Publication year - 1999
Publication title -
clinical endocrinology
Language(s) - English
Resource type - Journals
SCImago Journal Rank - 1.055
H-Index - 147
eISSN - 1365-2265
pISSN - 0300-0664
DOI - 10.1046/j.1365-2265.1999.00736.x
Subject(s) - leptin , medicine , endocrinology , prepuberty , bone age , body mass index , morning , radioimmunoassay , delayed puberty , hormone , obesity
OBJECTIVE Serum leptin concentrations are higher in early adolescence compared with childhood and may play a facilitatory role in pubertal development. Constitutional delay in growth and puberty (CDGP) is a disorder of the tempo of physical maturation and may be associated with relative hypoleptinaemia. We have therefore compared serum leptin concentrations in normal boys with those in boys exhibiting constitutional delay of growth, controlling for pubertal status, age and body mass index (BMI). PATIENTS 23 boys with constitutional delay in growth ( n = 17, prepubertal) and puberty ( n = 6, early pubertal) and 88 normal boys ( n = 64 prepubertal, n = 24 Tanner stage 2). MEASUREMENTS Serum leptin was measured in a single, non‐fasted morning serum sample by radioimmunoassay. Using the data from normal boys, leptin standard deviation scores (sds) were calculated, to account for the independent influences of age and body mass index (BMI) sds. Both chronological age and bone age were used in the calculation of leptin sds in those with delay. RESULTS BMIsds was significantly lower in prepubertal delays compared with controls but was not different in pubertal subjects. Leptin concentrations were higher in early puberty compared with prepuberty ( P < 0.001) in normal boys but were not significantly elevated in pubertal boys with delay compared with prepubertal delays. Although leptin sds, for both chronological age and bone age, was similar in prepubertal controls and delays, it was significantly lower in the pubertal delay group ( P < 0.05). In controls leptin sds did not correlate with age.
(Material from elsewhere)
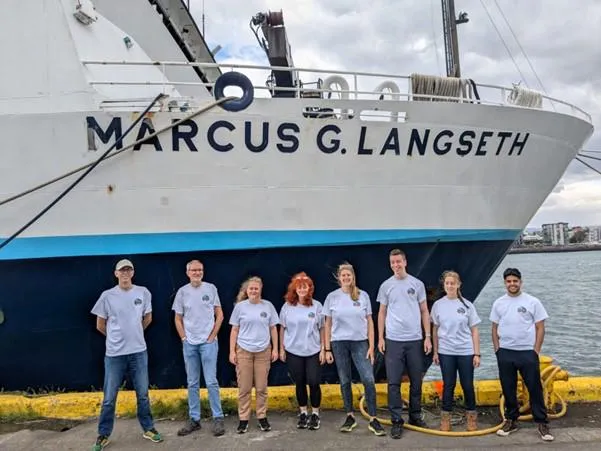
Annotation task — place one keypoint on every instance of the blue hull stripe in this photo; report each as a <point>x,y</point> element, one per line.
<point>151,243</point>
However, in delays leptin sds was negatively correlated with both chronological age ( r = − 0.43, P < 0.05) and bone age ( r = − 0.68, P < 0.01), indicating that in the older delays leptin levels were lower than expected given their age and BMIsds. CONCLUSIONS These data indicate that significantly higher leptin levels in Tanner stage 2 compared with prepuberty are not a prerequisite for progression into puberty. However, the absence of elevated leptin concentrations may be associated with delayed puberty in boys.